When people make gumbo in Louisiana, it is cooked in a huge pot that delivers several meals that may not be eaten within the recommended days of safe eating. It could spoil within five to seven days, so people choose to freeze the gumbo for more meals in the coming days or weeks.

How to Make Gumbo Cajun-Style

You will need these ingredients to begin your gumbo venture:

  • 1/2 cup vegetable oil
  • 1/2 cup all-purpose flour
  • 1 large onion, chopped
  • 1 green bell pepper, chopped
  • 1 celery rib, chopped
  • 1 garlic clove, minced
  • 4 cups chicken broth
  • 2 bay leaves
  • 1 teaspoon dried thyme
  • 1/2 teaspoon cayenne pepper
  • Salt to taste
  • Black pepper to taste
  • 3/4 pound andouille sausage, cut into bite-sized pieces
  • 3/4 pound shrimp, peeled and deveined
  • 3/4 cup frozen okra, thawed
  • 3/4 cup chopped fresh parsley leaves

Listed below are the instructions to guide you in making the perfect pot of gumbo. You can use any type of meat desired, but we list the ones below because that is what most people use.

The entire process takes about an hour and a half. (Some meats take longer at a slow simmer.)

Step 1: Heat the oil over medium heat until hot in a large skillet.

Step 2: Add the flour and stir to combine.

Step 3: Cook the mixture until it becomes dark brown in color. If you have black specs in the roux, it is in the beginning stages of burning and should be discarded and start all over again. If the smell of burning occurs, you went too far in cooking.

Step 4: Add the onion, bell pepper, celery, garlic, and chicken broth. Stir to combine and bring to a boil.

Step 5: Add the bay leaves, thyme, cayenne pepper, salt, and black pepper. Stir to combine and let simmer for about 30 minutes.

Step 6: Add the sausage and shrimp and let cook for about 10 minutes, or until the shrimp are pink and cooked through.

Step 7: Remove from heat and stir in okra and parsley leaves. Serve hot. Okra is optional.

Advice for Reheating Gumbo

If you freeze the gumbo, simply let it thaw out and reheat it on the stove until it simmers. You don’t want to overcook it. When you notice it starts to boil well, that is how you tell it is time to take it off the burner.

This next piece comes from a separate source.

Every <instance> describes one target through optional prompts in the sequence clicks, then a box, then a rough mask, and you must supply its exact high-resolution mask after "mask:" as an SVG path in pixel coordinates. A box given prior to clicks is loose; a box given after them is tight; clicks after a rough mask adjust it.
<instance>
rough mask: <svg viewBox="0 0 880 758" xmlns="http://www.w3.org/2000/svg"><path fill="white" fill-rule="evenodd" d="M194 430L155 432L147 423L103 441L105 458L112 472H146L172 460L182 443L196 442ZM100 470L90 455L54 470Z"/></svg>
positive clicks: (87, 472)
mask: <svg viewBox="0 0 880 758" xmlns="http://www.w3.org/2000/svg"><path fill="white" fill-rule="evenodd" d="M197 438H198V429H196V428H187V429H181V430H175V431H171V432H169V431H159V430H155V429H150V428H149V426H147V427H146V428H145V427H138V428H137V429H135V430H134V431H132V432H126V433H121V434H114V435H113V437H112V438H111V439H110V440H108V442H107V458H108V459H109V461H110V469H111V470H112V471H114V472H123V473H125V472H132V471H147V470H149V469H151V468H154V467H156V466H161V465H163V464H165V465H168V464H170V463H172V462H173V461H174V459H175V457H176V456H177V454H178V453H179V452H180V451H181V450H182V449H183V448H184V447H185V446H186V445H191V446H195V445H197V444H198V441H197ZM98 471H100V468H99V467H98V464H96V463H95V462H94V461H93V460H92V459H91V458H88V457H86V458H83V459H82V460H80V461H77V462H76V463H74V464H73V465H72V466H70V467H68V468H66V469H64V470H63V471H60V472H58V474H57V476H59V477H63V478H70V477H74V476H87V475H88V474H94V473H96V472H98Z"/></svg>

Some people will cook it in a frozen state, which is okay, but it will need to be slow-cooked at the lowest heat possible. The drastic temperature change can destroy the meat if cooked on high heat.

Once you reheat the entire pot, it is highly recommended that only the serving portions be reheated after and not the whole pot. This can also cause the meat to spoil quicker. By heating one serving at a time, it allows the food to last longer without fearing it going bad.

Summing Up the Gumbo Convo

So, now that you know all about gumbo and why it tastes better the next day, the next time you make a pot, you will have all of the information to perfect it. Our advice also gives you the artillery to have the best out of the gumbo by serving it up the next day. Your guests will appreciate it!

We hope by giving you this Cajun secret that we made your day! The dish is not hard to make but does require some time and effort. It will be worth it once you get to taste the final product.